保育士の女、わずかな時間で犯行か 容疑者が最初に止血救護、担任クラス児童に擦り傷や切り傷多発 鹿児島市・認定こども園殺人未遂

説明会を実施する認定こども園に入っていく保護者ら=9日、鹿児島市

 男児の首を切り付けたとして、殺人未遂容疑で逮捕された保育士の女(21)が勤務する鹿児島市の認定こども園の代理人弁護士は9日、男児は園庭で遊んだ後、教室に戻るわずかな時間に玄関先で切り付けられた可能性があると明らかにした。同日あった保護者説明会後、取材に答えた。男児は同園の園児だと公表し、弁護士や医師らから成る調査委員会を立ち上げる方針を示した。

 弁護士によると、7日午前、男児の泣き声に気づいた別の保育士が、首の出血を確認した。当時、容疑者を含む5人の職員が5人以上の園児をみていた。容疑者は、最初に止血するなど男児の救護に当たった。

 9日の保護者説明会では理事長らが謝罪し、経緯を説明。保護者からは再発防止策に関する質問や、職員と子どもらの心身面を心配する声が上がった。調査委員会は、事実調査や原因究明、再発防止に当たる。弁護士によると、容疑者のクラスでは擦り傷や切り傷のある園児が多かったとして、関連も調べる。

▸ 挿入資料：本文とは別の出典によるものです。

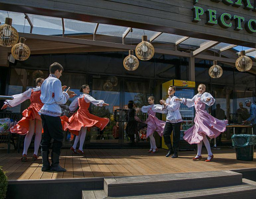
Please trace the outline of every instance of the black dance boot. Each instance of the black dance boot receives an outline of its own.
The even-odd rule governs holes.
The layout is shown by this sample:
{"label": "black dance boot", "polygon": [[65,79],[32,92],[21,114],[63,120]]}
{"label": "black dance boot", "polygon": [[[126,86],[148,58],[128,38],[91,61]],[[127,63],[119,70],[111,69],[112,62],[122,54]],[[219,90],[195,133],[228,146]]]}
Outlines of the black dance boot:
{"label": "black dance boot", "polygon": [[51,165],[50,170],[57,172],[66,172],[67,170],[60,166],[59,157],[60,155],[58,154],[52,152],[52,165]]}
{"label": "black dance boot", "polygon": [[178,152],[179,151],[179,148],[174,148],[174,153],[173,155],[172,155],[172,158],[177,158],[178,157]]}
{"label": "black dance boot", "polygon": [[167,146],[167,147],[169,149],[169,151],[168,152],[168,154],[167,154],[165,155],[165,157],[169,157],[170,155],[171,155],[172,154],[174,153],[174,150],[173,149],[173,146],[172,146],[172,145],[170,144],[165,144],[166,146]]}
{"label": "black dance boot", "polygon": [[50,170],[50,162],[49,162],[49,151],[42,152],[43,166],[41,169],[42,172]]}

 鹿児島南署は9日、殺人未遂の疑いで、容疑者を鹿児島地検に送検した。

 園によると容疑者は2月から勤務し、4月から担任を務めていた。男児を受け持っていたかは明らかにされていない。職員からは「真面目」との評価がある。

 容疑者は県内の高校を卒業。同校は10日、南日本新聞の取材に「授業態度は良く優しい生徒だった。友人関係でもトラブルはなかった」と回答した。

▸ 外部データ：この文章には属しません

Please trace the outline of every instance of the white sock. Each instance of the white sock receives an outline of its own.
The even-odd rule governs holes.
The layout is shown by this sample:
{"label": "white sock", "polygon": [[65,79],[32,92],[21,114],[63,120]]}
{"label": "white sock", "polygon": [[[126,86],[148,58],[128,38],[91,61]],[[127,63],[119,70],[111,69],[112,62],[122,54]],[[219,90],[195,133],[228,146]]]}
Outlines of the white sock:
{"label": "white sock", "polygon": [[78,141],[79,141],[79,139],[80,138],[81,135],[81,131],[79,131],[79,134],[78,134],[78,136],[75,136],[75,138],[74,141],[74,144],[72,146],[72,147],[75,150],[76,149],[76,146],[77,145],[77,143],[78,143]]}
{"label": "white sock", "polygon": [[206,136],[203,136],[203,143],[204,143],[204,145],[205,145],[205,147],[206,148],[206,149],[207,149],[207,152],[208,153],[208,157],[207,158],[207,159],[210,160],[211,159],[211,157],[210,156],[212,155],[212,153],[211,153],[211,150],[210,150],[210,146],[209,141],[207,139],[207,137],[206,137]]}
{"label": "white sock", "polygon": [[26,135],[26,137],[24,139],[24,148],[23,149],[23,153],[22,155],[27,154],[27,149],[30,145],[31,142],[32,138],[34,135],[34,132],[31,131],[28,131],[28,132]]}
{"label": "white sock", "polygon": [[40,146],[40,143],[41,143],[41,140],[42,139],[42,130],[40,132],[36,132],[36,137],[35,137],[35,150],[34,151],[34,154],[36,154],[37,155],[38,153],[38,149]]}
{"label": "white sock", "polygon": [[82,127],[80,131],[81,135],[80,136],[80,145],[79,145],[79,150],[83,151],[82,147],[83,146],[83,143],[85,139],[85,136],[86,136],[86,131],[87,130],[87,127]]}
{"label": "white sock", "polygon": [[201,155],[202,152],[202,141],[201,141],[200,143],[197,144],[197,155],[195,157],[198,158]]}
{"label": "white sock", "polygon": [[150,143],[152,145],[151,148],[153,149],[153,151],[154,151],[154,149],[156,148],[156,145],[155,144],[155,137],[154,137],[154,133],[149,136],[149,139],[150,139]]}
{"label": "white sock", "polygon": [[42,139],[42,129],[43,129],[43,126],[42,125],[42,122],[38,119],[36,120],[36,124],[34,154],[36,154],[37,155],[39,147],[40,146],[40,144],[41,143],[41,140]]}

 卒業後、2023年4月に県内の医療機関に就職。医療機関の責任者によると、病棟や保育施設で子どもの世話をし、勤務態度に問題はなかった。体調を崩し12月末で退職した。

 容疑者と同級生だった男性(21)は「暴力を振るう姿は想像できない」。知人男性(22)は「控えめでおとなしい性格」と話した。